Cage, John
Compositore statunitense, nato a Los Angeles il 5 settembre 1912 e morto a New York il 12 agosto 1992. Personalità artistica e intellettuale articolata, C. ha esercitato una rilevante e duratura influenza non solo sul pensiero musicale, ma su settori ampi della cultura contemporanea, con conseguenze radicali sulle usuali concezioni dell'arte e della musica in particolare. Pur scrivendo solo in rare occasioni per il cinema, negli anni Quaranta, intrattenne con le arti visive nel loro complesso un rapporto intenso e articolato, che ha tra i suoi frutti più estremi il film senza soggetto One¹¹ (1992).

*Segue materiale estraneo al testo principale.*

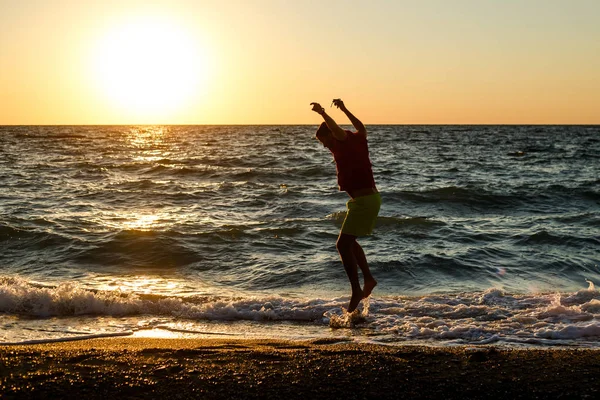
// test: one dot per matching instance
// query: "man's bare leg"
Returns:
(345, 245)
(361, 260)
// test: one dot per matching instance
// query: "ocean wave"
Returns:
(491, 316)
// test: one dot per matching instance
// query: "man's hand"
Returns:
(339, 104)
(317, 108)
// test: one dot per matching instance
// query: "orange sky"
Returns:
(263, 62)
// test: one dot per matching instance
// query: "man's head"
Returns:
(324, 135)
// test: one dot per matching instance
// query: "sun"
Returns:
(149, 67)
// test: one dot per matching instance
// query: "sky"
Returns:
(67, 62)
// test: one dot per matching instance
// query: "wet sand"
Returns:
(266, 369)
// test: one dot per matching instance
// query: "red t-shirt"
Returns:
(352, 162)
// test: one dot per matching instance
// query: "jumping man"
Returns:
(355, 177)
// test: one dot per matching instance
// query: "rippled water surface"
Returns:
(168, 226)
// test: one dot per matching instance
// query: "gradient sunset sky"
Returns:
(264, 61)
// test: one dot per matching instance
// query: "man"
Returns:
(355, 176)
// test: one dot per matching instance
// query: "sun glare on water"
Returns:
(149, 68)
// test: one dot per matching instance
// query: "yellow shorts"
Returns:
(362, 215)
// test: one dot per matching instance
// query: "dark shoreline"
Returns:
(259, 369)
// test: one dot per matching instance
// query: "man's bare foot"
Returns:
(368, 287)
(354, 300)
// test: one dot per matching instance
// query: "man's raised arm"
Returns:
(359, 126)
(335, 129)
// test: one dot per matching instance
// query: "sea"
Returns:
(487, 235)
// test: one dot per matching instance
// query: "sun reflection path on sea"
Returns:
(151, 142)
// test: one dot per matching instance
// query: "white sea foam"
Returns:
(486, 317)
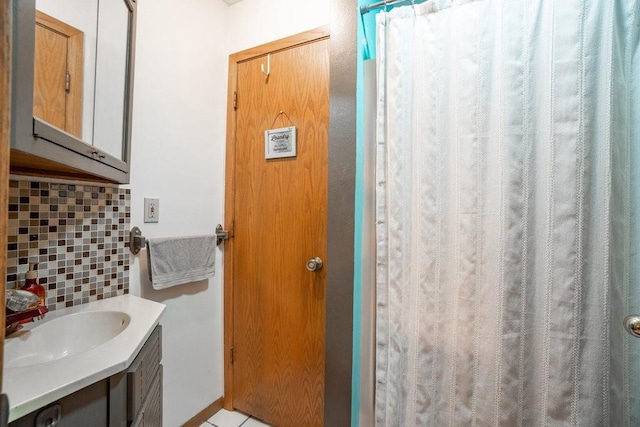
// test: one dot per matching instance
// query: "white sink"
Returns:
(62, 337)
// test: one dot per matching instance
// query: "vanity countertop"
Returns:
(32, 387)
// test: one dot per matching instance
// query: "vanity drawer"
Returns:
(150, 415)
(143, 374)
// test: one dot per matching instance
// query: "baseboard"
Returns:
(205, 414)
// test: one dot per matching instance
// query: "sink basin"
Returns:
(62, 337)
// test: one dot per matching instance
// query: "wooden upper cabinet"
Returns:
(58, 76)
(54, 114)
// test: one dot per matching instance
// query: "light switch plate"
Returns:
(151, 209)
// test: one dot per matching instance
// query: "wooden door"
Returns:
(278, 208)
(58, 76)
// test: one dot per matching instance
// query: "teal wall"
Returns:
(366, 46)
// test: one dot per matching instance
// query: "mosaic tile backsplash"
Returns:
(78, 235)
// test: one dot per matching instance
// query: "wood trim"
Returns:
(6, 49)
(245, 55)
(205, 414)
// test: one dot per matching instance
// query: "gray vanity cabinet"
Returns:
(129, 398)
(136, 394)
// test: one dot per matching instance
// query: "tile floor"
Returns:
(226, 418)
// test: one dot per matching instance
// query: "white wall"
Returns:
(178, 156)
(178, 146)
(255, 22)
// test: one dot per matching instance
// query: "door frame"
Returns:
(310, 36)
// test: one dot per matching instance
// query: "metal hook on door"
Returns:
(268, 66)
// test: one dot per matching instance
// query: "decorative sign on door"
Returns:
(279, 143)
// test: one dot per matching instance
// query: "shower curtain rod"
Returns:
(369, 7)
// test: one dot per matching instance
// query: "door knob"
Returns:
(314, 264)
(632, 325)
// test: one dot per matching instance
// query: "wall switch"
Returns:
(151, 209)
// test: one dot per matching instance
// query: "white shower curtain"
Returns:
(507, 204)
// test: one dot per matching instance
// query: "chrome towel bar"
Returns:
(137, 241)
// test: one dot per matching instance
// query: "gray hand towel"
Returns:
(178, 260)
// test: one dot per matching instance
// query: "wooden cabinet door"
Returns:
(280, 221)
(58, 77)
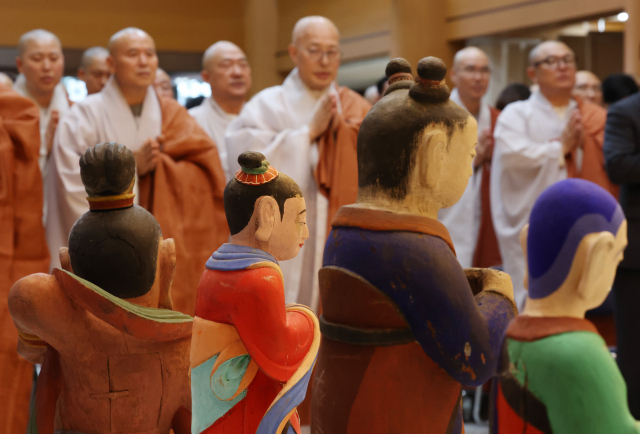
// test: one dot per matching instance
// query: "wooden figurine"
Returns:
(114, 357)
(557, 376)
(403, 326)
(252, 357)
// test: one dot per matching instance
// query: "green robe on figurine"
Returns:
(557, 375)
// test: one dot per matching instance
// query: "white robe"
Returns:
(59, 102)
(527, 159)
(101, 117)
(462, 220)
(214, 121)
(275, 123)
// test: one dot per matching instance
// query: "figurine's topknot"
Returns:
(107, 169)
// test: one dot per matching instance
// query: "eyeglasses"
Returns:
(316, 54)
(485, 71)
(554, 61)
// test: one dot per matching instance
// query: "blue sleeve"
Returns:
(459, 331)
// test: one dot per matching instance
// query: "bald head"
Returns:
(37, 36)
(315, 50)
(133, 61)
(5, 80)
(125, 35)
(471, 73)
(311, 25)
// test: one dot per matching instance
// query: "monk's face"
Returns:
(228, 73)
(134, 61)
(95, 76)
(554, 68)
(588, 87)
(42, 64)
(458, 163)
(162, 84)
(471, 75)
(289, 235)
(316, 54)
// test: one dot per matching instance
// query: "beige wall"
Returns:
(176, 25)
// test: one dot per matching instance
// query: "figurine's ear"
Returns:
(266, 211)
(599, 247)
(165, 272)
(435, 144)
(524, 235)
(65, 259)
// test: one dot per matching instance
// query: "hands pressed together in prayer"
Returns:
(573, 134)
(51, 130)
(147, 156)
(484, 149)
(326, 116)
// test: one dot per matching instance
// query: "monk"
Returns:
(469, 221)
(308, 129)
(588, 87)
(41, 64)
(181, 181)
(115, 357)
(538, 142)
(226, 69)
(93, 69)
(23, 248)
(162, 84)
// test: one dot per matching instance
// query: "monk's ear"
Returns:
(598, 249)
(524, 235)
(65, 259)
(266, 212)
(435, 144)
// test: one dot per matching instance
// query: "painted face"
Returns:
(458, 163)
(317, 56)
(135, 60)
(229, 73)
(96, 75)
(290, 234)
(42, 64)
(471, 75)
(610, 265)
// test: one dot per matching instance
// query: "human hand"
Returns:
(573, 133)
(484, 149)
(51, 130)
(147, 156)
(321, 120)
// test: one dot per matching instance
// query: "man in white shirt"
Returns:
(41, 64)
(532, 138)
(470, 74)
(226, 69)
(289, 124)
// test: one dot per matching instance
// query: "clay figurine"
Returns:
(403, 326)
(557, 376)
(252, 357)
(114, 357)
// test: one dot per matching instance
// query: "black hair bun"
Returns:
(251, 160)
(397, 65)
(432, 68)
(430, 86)
(107, 169)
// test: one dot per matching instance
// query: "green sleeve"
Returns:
(580, 384)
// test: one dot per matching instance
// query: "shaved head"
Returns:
(308, 24)
(93, 53)
(539, 52)
(36, 35)
(469, 53)
(116, 40)
(217, 50)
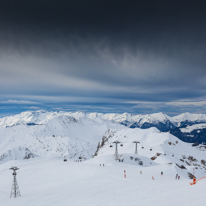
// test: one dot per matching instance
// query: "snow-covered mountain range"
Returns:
(76, 134)
(153, 148)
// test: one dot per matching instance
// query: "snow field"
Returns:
(54, 182)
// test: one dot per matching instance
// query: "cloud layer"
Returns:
(104, 53)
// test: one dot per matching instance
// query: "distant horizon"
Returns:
(73, 111)
(139, 57)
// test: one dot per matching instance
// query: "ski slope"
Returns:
(50, 181)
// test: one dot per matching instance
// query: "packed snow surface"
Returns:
(189, 129)
(52, 182)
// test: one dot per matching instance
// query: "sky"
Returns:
(141, 56)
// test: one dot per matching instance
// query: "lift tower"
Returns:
(136, 142)
(14, 189)
(116, 150)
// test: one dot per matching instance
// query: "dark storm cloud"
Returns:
(117, 50)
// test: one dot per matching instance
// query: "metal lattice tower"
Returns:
(14, 189)
(116, 150)
(136, 142)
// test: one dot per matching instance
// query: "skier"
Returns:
(176, 176)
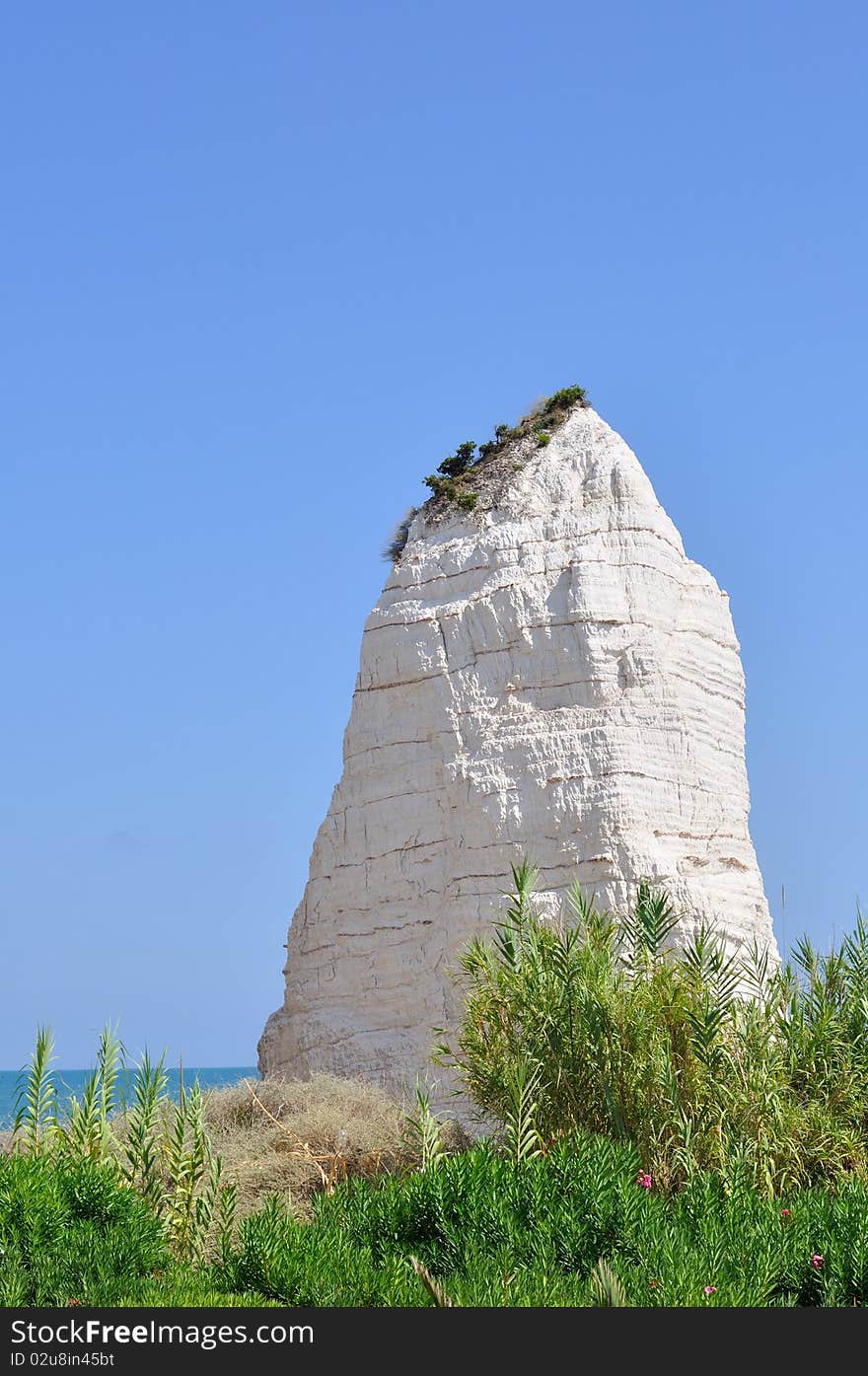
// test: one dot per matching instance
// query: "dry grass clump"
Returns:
(300, 1136)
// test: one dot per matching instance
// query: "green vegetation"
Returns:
(666, 1127)
(581, 1223)
(564, 399)
(449, 483)
(697, 1058)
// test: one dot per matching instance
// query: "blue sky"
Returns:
(261, 267)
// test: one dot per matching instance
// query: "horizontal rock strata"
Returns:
(546, 676)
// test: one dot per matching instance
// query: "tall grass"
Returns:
(157, 1145)
(700, 1058)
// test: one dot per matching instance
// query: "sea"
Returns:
(69, 1083)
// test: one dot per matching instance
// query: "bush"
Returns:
(564, 399)
(460, 462)
(452, 490)
(700, 1059)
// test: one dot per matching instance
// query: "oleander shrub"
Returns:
(696, 1057)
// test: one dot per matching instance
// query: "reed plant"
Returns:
(699, 1057)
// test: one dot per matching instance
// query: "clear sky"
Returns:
(263, 265)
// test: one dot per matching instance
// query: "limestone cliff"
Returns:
(544, 676)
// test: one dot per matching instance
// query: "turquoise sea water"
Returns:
(70, 1082)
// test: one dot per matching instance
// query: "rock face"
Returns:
(546, 676)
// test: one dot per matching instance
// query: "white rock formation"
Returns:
(547, 676)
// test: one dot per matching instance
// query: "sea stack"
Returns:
(547, 676)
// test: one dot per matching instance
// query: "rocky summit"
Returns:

C. perseguì il superamento delle arbitrarietà insite tanto nei procedimenti compositivi tradizionali quanto nella pratica dell'improvvisazione e nello stesso atto dell'ascolto. La responsabilità del compositore risiede per lui "nel porre domande invece che nel fare delle scelte", nell'organizzare con sempre maggiore rigore l'evento musicale, fissandone i criteri piuttosto che determinandone i fenomeni. L'improvvisazione dev'essere 'liberata' dal gusto dell'esecutore grazie a situazioni governate da criteri rigorosamente casuali: un 'cambiamento della mente' che permetta di incorporare nell'esperienza musicale il silenzio (a partire da 4' 33'' del 1952), il rumore, l'osservazione libera e attenta dell'ambiente e dei propri atti. La varietà degli elementi musicali, materiali, ambientali, grafici ecc. introdotti appare funzionale a questo processo di apertura, cui corrisponde da parte del pubblico un ascolto nuovo, immune dalle imposizioni della consuetudine artistica: una pratica che consista nel 'fare esperienza' della musica piuttosto che capirla. Tra le linee di sviluppo nel lavoro di C., il ricorso al caso rappresentò una costante fin da Music of Changes (1951). Gli apporti dell'informatica permisero una sistematica estensione di questa 'disciplina dell'alea', grazie all'automazione delle operazioni casuali necessarie alla genesi del brano: così nacquero negli ultimi anni le cinque Europeras (1987-1991), confronto con le convenzioni e i cliché del melodramma europeo, e i number pieces inaugurati nel 1987 con Two per flauto e pianoforte (il titolo di ogni brano è costituito da un numerale, a indicare il numero di esecutori coinvolti, seguito da un esponente nel caso di più opere con la stessa ampiezza di organico), alla base dei quali è un unico programma informatico, suscettibile di infinite variazioni.
Nel lavoro di C., autore anche di opere visuali, l'attenzione alla dimensione visiva trovò spazio in molti modi, contribuendo a determinare i criteri di casualità nell'evento musicale, oppure entrando appieno nell'evento stesso o nella partitura. C. fu legato da un duraturo sodalizio artistico al coreografo Merce Cunningham. In questo quadro si inseriscono anche lavori per il cinema come Music for Marcel Duchamp (1947, per il film Dreams that money can buy, 1948, di Hans Richter) e le musiche per il film di Herbert Matter Works of Calder (1949-50). C. persegue in queste opere l'idea che film e musica debbano poter procedere in modo indipendente e, oltre a improvvisazioni al pianoforte preparato, utilizza suoni caratteristici di ciò che si vede, tuttavia "non in quanto effetti sonori ma in quanto sonoro strutturato" (in "Film culture", 1963, 29; trad. it. in Il grande occhio della notte, a cura di P. Bertetto, 1992, p. 260). Esempio unico nel quadro della produzione cinematografica, il 'film senza soggetto per cameraman solo' One¹¹ (prodotto e diretto da Henning Lohner) è tra gli ultimi number pieces di C. e può essere eseguito contemporaneamente a 103 per orchestra (1992) come One¹¹ and 103. Si tratta di un film astratto, nel quale convergono ancora gli elementi centrali della riflessione di C., come il ruolo di pubblico ed esecutori, il caso, la non intenzione, il silenzio. Privo di sviluppi ed eventi, si presenta come una meditazione sulla luce in quanto tale: per novanta minuti vengono proiettate su una superficie vuota posizioni e movimenti di luce, con varie gradazioni di buio e chiarore. Un'assoluta semplicità dei mezzi contraddistingue anche il brano per orchestra, e rigorosamente non intenzionali rimangono le interazioni fra i due eventi: l'attenzione dello spettatore, in assenza di qualsivoglia sviluppo narrativo, può dunque muoversi del tutto liberamente tra la dimensione uditiva e quella visiva.
H.-K. Metzger, John Cage. A proposito di morte, giudizio, One11 e 103, in "Musica/realtà", 1993, 40, pp. 83-91; S. Sanio, Cage als Filmkomponist, in "Positionen: Beiträge zur neuen Musik", 1994, 18, pp. 31-33.